Fotógrafo e cientista:

José Oitica Filho (1906-1964) não foi apenas um dos melhores e mais revolucionários fotógrafos brasileiros ao unir arte e fotografia. Ele criou uma linguagem que o coloca na vanguarda da fotografia mundial. É um dos mais importantes fotógrafos brasileiros.

Derivação  68A/62-A (1962)

Além disso,  era também um cientista de renome, especializado em insetos. Em em 1947, ganhou uma bolsa da Fundação Guggenheim para continuidade de seus estudos como entomólogo nos Estados Unidos da América e trabalhou no Museu Nacional de Washington até 1950. Entretanto, manteve suas atividades como fotógrafo e foi eleito por unanimidade “Associate” da “National Photographic Society”, de Washington, D.C. em 1949.

Recriação 38/A64  (1964)

Participou ativamente do movimento fotoclubístico brasileiro, foi membro do Foto Clube Brasileiro e da Associação Brasileira de Arte Fotográfica, no Rio de Janeiro, e do Foto Cine Clube Bandeirante, em São Paulo. Em 1956 constou como sétimo expositor mundial na lista da Féderation Internationale d”Art Photographique – FIAP, com 178 fotos em 84 salões internacionais.
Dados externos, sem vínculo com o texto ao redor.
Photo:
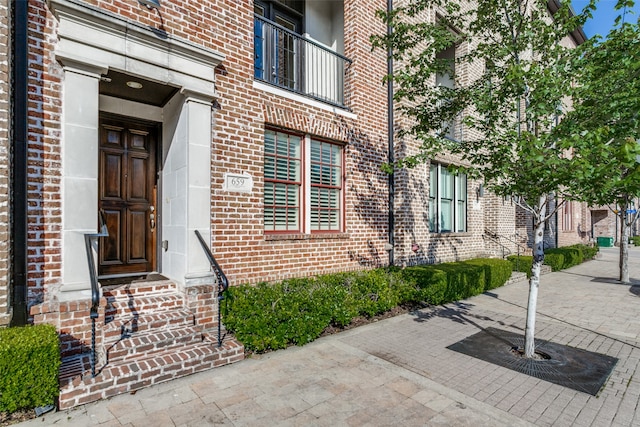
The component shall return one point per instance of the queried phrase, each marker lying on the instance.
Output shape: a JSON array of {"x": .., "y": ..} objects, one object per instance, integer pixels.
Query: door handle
[{"x": 152, "y": 218}]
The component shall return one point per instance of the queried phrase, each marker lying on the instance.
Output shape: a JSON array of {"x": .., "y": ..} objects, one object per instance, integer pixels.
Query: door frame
[{"x": 156, "y": 158}]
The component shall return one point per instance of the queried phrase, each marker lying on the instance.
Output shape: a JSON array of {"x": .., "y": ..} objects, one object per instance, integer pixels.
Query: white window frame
[
  {"x": 459, "y": 222},
  {"x": 304, "y": 213}
]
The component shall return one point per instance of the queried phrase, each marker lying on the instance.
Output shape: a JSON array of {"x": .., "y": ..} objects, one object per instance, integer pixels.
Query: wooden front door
[{"x": 127, "y": 196}]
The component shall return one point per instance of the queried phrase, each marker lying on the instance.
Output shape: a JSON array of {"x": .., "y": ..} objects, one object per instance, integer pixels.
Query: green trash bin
[{"x": 605, "y": 242}]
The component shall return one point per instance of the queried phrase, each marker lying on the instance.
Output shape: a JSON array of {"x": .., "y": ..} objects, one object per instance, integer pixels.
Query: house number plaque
[{"x": 239, "y": 183}]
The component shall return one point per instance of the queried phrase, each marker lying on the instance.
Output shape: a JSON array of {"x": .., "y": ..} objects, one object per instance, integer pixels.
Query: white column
[
  {"x": 187, "y": 193},
  {"x": 79, "y": 199},
  {"x": 198, "y": 188}
]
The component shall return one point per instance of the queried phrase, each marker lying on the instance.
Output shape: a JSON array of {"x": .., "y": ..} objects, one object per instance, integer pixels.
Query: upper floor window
[
  {"x": 447, "y": 200},
  {"x": 446, "y": 80},
  {"x": 297, "y": 47},
  {"x": 303, "y": 182},
  {"x": 567, "y": 216}
]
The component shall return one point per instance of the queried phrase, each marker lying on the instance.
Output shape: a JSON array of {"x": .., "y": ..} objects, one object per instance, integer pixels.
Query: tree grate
[{"x": 570, "y": 367}]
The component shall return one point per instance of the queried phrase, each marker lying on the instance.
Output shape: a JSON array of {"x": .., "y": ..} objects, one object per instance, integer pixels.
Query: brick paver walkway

A arte fotográfica de José Oiticica Filho figura entre as que mais se valorizaram nos últimos dez anos. Reconhecidas pelos críticos em função de seu alto valor estético, as fotos estão avaliadas entre US$10.000 e US$30.000.

Uma família que se destacou

O pai de José Oiticica Filho era um reconhecido pensador anarquista e filólogo, que viveu entre 1882 e 1957, e teve entre os frequentadores de sua casa personagens como Coelho Neto, Viriato Correia e Monteiro Lobato. Foi professor de língua e literatura de figuras ilustres, como Antônio Houaiss, Antônio de Pádua e Manuel Bandeira. E, por sua ferrenha oposição política, era comum encontrá-lo na cadeia.

Pai do artista Hélio Oiticica, uma referência na vanguarda da arte contemporânea mundial nas décadas de 50 e 60. O carioca Hélio Oiticica (1937-1979) viveu em Londres e Nova York e pôde sintetizar em seu trabalho um espírito popular e os mais puros conceitos das vanguardas artísticas internacionais de sua época.

César Oiticica Filho, seu neto, nasceu em 1968, é arquiteto, pintor, cineasta e curador de exposições de fotos e artes plásticas. Foi apontado pela revista francesa Photo como um dos novos talentos artísticos brasileiros em 2005. Ele criou uma técnica entre pintura e fotografia apresentada na exposição A Dança da Luz (2004). Realizou o filme Cosmocápsula (2003) e o curta Invenção da Cor (2010). Sobrinho de Hélio Oiticica, e curador do seu acervo há 15 anos, lançou inúmeras e premiadas exposições e livros sobre o artista.

Serviço:

Exposição do Fotógrafo José Oiticica Filho

Local: Museu da Imagem e do Som de São Paulo – MIS. Av. Europa, 158 – Espaço Expositivo: 1º andar, São Paulo/SP

Data: 21 de abril a 17 de junho de 2018. Horários: terça a sábado: 12 às 21 h. Domingos e feriados: 11 às 20 h. Ingressos: R$10 [inteira] e R$5 [meia]. Gratuito às terças-feiras. A bilheteria fecha uma hora antes do horário final.